GPU rendering has been almost exclusively developed for Nvidia GPUs for the past 5+ years so it’s not surprising that Apple Silicon (and AMD for that matter) are falling behind and need extra development to show their true performance.
If Apple was already getting twice the level of rendering performance before the official Blender 3.1 release then we should be seeing something closer to 3070m performance once the optimizations are built in and especially if the neural network is used for de-noising.
I don't know how much render time is spent de-noising the image, but unless it's a big percentage of the total frame rendering time, I think there are other things that are going to speed it more.
From the Apple engineer's post on the Blender forum, I take that white it's now running using Metal, there are significant architecture-dependent optimizations to be made. He mentions that it's already somewhat optimized because it's not copying data back and forth due to the Unified Memory Architecture, but that comes for 'free' with the Metal implementation. There are other (structural) changes that should improve the GPU performance further, without needing to offload work to additional hardware.

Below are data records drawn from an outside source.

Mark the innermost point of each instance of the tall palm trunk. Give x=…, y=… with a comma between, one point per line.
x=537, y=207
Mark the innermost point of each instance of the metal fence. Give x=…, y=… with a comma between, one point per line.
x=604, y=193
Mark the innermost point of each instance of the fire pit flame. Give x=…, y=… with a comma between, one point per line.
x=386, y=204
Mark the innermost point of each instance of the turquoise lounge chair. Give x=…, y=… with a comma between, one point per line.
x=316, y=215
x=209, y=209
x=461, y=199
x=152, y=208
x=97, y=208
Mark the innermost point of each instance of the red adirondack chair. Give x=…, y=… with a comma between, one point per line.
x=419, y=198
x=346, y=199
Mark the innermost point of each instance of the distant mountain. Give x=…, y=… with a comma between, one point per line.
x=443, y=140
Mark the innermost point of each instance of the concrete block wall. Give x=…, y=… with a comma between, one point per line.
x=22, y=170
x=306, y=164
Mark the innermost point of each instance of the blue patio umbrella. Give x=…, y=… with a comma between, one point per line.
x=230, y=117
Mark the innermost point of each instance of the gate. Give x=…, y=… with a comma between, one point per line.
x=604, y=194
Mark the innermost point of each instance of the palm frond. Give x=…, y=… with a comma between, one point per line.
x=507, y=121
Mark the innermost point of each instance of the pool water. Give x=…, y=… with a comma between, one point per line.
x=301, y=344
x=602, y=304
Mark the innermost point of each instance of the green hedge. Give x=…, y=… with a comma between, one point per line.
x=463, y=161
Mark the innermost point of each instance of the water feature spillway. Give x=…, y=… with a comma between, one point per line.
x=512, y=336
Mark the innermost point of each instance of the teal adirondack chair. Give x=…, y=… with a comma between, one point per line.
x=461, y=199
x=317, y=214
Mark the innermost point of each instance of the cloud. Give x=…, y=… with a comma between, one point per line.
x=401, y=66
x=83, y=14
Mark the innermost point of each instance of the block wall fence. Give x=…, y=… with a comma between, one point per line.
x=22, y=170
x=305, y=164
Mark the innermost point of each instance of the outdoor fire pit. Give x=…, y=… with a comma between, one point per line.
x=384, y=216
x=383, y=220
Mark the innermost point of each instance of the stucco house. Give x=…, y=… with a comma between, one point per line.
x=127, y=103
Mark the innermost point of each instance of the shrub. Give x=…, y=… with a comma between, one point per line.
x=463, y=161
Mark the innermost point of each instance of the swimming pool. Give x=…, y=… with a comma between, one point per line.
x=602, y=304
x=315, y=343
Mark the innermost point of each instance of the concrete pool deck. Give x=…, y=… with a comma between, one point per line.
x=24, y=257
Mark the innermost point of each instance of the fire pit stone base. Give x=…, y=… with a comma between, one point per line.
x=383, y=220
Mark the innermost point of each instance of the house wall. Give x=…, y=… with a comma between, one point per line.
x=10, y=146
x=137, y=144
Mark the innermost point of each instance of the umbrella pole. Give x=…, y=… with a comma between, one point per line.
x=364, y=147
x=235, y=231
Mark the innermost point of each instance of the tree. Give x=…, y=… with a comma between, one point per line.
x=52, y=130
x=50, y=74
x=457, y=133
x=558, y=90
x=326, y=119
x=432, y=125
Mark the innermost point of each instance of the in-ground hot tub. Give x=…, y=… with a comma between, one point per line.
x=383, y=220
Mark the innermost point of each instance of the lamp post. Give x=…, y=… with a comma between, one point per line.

For example, and since the post explicitly mentions the rendering path still being closely tied to the Nvidia/CUDA model and not optimized for Apple's architecture, maybe they haven't started trying to reorder and merge the rendering passes that only need access to tile memory. The TBDR of Apple's GPUs means that some rendering passes that needed to be separate in IMR GPUs can now be merged into a single pass, greatly reducing pipeline change overhead and providing much faster memory access, specially if they can fit in 'memoryless' render targets that would need to be copied to VRAM in IMR GPUs but can reside only in tile memory on TBDR GPUs. That IMHO could be a huge performance boost, but it takes a lot of time and deep knowledge of the whole rendering process.